Mis à jour le 21 mars 2011
Anabelle Nicoud LA PRESSE

«Il n'y a rien, vraiment. C'est juste une élection!» D'une oreille distraite, Jean-Robert écoute sur CPAM, radio haïtienne de Montréal, les déroulements de cette journée électorale en Haïti. Pas de congé aujourd'hui pour ce chauffeur de taxi montréalais, partisan de Mirlande Manigat. «On va attendre les résultats», dit-il.

Un certain cynisme

Entre l'ancienne première dame Mirlande Manigat et le chanteur populaire Michel Martelly, les jeux sont serrés. Malgré le suspense, certains Montréalais d'origine haïtienne observent avec un certain cynisme la joute électorale. «On ne sait pas ce qu'il va se passer, mais il y a beaucoup de magouillage là-bas. Mirlande Manigat, c'est Maman Magouilleuse, ou Mirlande Manigance. Cette élection n'est pas crédible, mais le peuple a le gouvernement qu'il mérite. Ces candidats sont le produit du pays, et aucun d'entre eux ne peut satisfaire l'ambition du peuple», juge Fritz, rencontré dans un casse-croûte haïtien.

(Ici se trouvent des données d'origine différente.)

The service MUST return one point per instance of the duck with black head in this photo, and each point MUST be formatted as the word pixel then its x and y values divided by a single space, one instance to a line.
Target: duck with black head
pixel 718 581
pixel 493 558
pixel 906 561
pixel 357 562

Martelly ou Manigat? «Ça m'est égal», lâche Franz. Dans le salon de barbier qu'il tient, la télévision diffuse le dernier match du Canadien. «On ne peut qu'espérer qu'un président fasse quelque chose pour reconstruire le pays», dit-il, le regard rivé vers le petit écran.

Pierre Emmanuel, rédacteur en chef de la station de radio CPAM, qui suit scrupuleusement le déroulement du scrutin, croit que la communauté haïtienne est elle aussi partagée entre les deux candidats. «La réalité des Haïtiens n'a pas changé depuis le séisme. C'est extrêmement serré», dit-il. L'opinion des Montréalais d'origine haïtienne, privés de scrutin dans leur pays natal, pèsera aussi dans la balance. «Ce n'est pas seulement pour les collectes de fonds que les candidats rencontrent la diaspora. Ils savent qu'ils peuvent influencer leur famille restée en Haïti», rappelle-t-il.